Alya Nurbaiti, Jakarta – Elisabeth Gunawan, 49, was worried when she opened her pork restaurant, Warung BeDua, in Batu, East Java, in 2014.
She said she feared some people might raid her restaurant or force her to close it down as pork is non-halal, meaning Muslims, who make up the majority of the population in Indonesia, are forbidden from consuming it.
Yet, as pork is a staple for millions of non-Muslim Indonesian, Elisabeth's business has thrived; but her fears are justified nonetheless.
In August last year, a Muslim organization in Makassar, South Sulawesi, protested against two local restaurants for selling pork dishes, saying they were "disturbed by the smoke and smell".
A similar commotion occurred in February last year, when a Muslim man in Cengkareng, West Jakarta, scolded his neighbor for cooking pork. He said the smell of the pork was "polluting" the neighborhood.
However, stories of tolerance toward the consumption of pork have also emerged, even beyond the Hindu-populated Bali and Jakarta's Chinatown.
"I think that in many areas in Indonesia, there are more tolerant Muslim communities than there are intolerant ones," head of Banyumas Gusdurian interfaith community Chumedi Yusuf said on Saturday during an online discussion with owners of restaurants that serve pork.
He said that in his small town of Purwokerto in Banyumas regency, Central Java, restaurants that served pork ranged from upscale restaurants to angkringan (sidewalk stalls).
"One of the restaurants [that serve pork] is even located 100 meters from our Gusdurian headquarters and we certainly have no problem with that," Yusuf said. The Gusdurian is a community that promotes the pluralist thoughts of Muslim scholar and former president Abdurrahman "Gus Dur" Wahid.

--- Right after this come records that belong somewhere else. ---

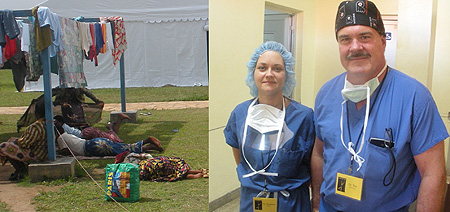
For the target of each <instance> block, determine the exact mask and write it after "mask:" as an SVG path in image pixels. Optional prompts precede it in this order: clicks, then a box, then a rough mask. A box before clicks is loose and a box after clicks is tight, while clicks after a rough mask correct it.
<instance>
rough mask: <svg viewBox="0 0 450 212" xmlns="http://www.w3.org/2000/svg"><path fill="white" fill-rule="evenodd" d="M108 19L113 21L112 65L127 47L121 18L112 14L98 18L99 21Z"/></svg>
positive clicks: (126, 48) (120, 17)
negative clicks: (113, 41) (113, 46)
mask: <svg viewBox="0 0 450 212" xmlns="http://www.w3.org/2000/svg"><path fill="white" fill-rule="evenodd" d="M104 20H109V21H111V22H113V23H114V49H113V50H112V56H113V58H114V60H113V64H114V66H115V65H116V64H117V62H118V61H119V60H120V57H121V56H122V54H123V53H124V52H125V50H126V49H127V38H126V33H125V26H124V24H123V18H122V17H118V16H112V17H107V18H104V17H102V18H100V21H104Z"/></svg>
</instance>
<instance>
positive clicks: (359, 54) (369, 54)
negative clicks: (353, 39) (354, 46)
mask: <svg viewBox="0 0 450 212" xmlns="http://www.w3.org/2000/svg"><path fill="white" fill-rule="evenodd" d="M358 57H371V55H370V54H369V53H367V52H362V51H359V52H354V53H351V52H350V54H348V55H347V59H349V60H351V59H354V58H358Z"/></svg>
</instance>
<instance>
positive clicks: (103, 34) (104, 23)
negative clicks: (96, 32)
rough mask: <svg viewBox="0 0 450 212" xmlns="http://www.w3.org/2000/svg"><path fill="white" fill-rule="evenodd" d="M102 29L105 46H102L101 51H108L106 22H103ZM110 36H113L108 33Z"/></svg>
mask: <svg viewBox="0 0 450 212" xmlns="http://www.w3.org/2000/svg"><path fill="white" fill-rule="evenodd" d="M101 29H102V35H103V46H102V48H100V53H103V54H104V53H106V51H107V48H106V47H107V45H106V42H107V41H106V24H105V23H101ZM108 36H109V37H111V34H109V35H108Z"/></svg>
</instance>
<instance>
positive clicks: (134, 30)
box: [0, 0, 208, 91]
mask: <svg viewBox="0 0 450 212" xmlns="http://www.w3.org/2000/svg"><path fill="white" fill-rule="evenodd" d="M0 5H1V8H2V9H12V10H20V9H32V8H33V7H34V6H36V5H39V6H46V7H48V8H50V10H51V11H52V12H54V13H56V14H58V15H59V16H62V17H66V18H73V17H79V16H82V17H86V18H96V17H108V16H121V17H123V20H124V22H125V23H124V25H125V30H126V37H127V43H128V48H127V50H126V51H125V54H124V59H125V85H126V87H159V86H164V85H167V84H170V85H175V86H193V85H199V84H202V85H208V70H207V37H206V31H205V28H207V27H206V25H207V23H208V0H190V1H185V0H166V1H160V0H132V1H114V0H104V1H101V2H99V1H90V0H77V1H73V0H47V1H42V0H40V1H37V0H6V1H5V0H2V2H1V3H0ZM98 60H99V66H97V67H95V66H94V63H93V62H91V61H85V62H84V72H85V75H86V79H87V83H88V88H91V89H92V88H118V87H120V76H119V67H118V65H117V67H114V66H113V63H112V56H111V53H110V52H107V53H106V54H100V55H99V57H98ZM41 80H42V79H41ZM41 80H40V81H37V82H27V83H26V85H25V90H26V91H34V90H43V88H42V84H43V83H42V82H41ZM58 84H59V83H58V77H57V76H56V75H52V85H53V86H57V85H58Z"/></svg>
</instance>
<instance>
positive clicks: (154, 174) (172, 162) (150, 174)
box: [139, 156, 190, 182]
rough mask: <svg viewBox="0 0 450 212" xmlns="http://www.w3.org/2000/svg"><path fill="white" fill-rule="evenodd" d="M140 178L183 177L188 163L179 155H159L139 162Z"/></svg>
mask: <svg viewBox="0 0 450 212" xmlns="http://www.w3.org/2000/svg"><path fill="white" fill-rule="evenodd" d="M139 169H140V176H141V180H151V181H169V182H171V181H176V180H178V179H181V178H184V177H185V175H186V174H187V172H188V171H189V169H190V168H189V165H188V164H187V163H186V162H185V161H184V160H183V159H182V158H179V157H166V156H160V157H155V158H150V159H147V160H142V161H141V162H140V163H139Z"/></svg>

The owner of Depot Baksen pork restaurant in Salatiga, Central Java, Grace Fransisca, a Christian, said that when she first opened her restaurant, her Muslim friends paid a visit to show their support.
"During Ramadan, they sometimes break the fast at my place, even though they buy the food from other stalls in the food court area," she said.
She went on to say that whenever she held an event or invited her friends over for dinner at her house, she always informed her Muslim friends which dishes contained pork so they could avoid eating them.
"I always try to be honest, it's like an unwritten ethical rule to make sure Muslims don't eat non-halal food unknowingly. I don't want people to feel tricked or cheated by me," said Grace.
Gusdurian member Ory Wulandari, a Muslim, shared a similar story of when she visited her non-Muslim friends. "Even before I ask, they already warn me that some dishes are not for me because they contain pork," she said.
Ory said it was a shame that some Muslims were unreasonably afraid to receive food from non-Muslims when non-Muslims were very considerate of them.
"And I think to myself, why would they tell me? I could have [accidentally] tasted pork if they did not," joked Ory. In Islam, a Muslim is forgiven if they eat pork accidentally.
To Grace's surprise, many of her Muslim friends also reacted to her warning with disappointment, as they were low-key curious about the taste of pork. "Yet, I never buy their jokes and do the opposite. I never have the nerve, I swear," she said.
Yusuf said that whether someone ate pork or not was their right but that it should not be a reason to hate or bully people who held the contrary view.
"If you believe eating pork is wrong then just don't do it. But you have no right to prevent others from selling or eating pork. Besides, no law restricts the selling of pork dishes," he said.
He added that a religious person should not be busy looking at others.
"Faith comes from within. I thank the pork restaurant owners instead. If there are many pork restaurants and I keep my faith, doesn't that mean my faith is strong?" Yusuf said.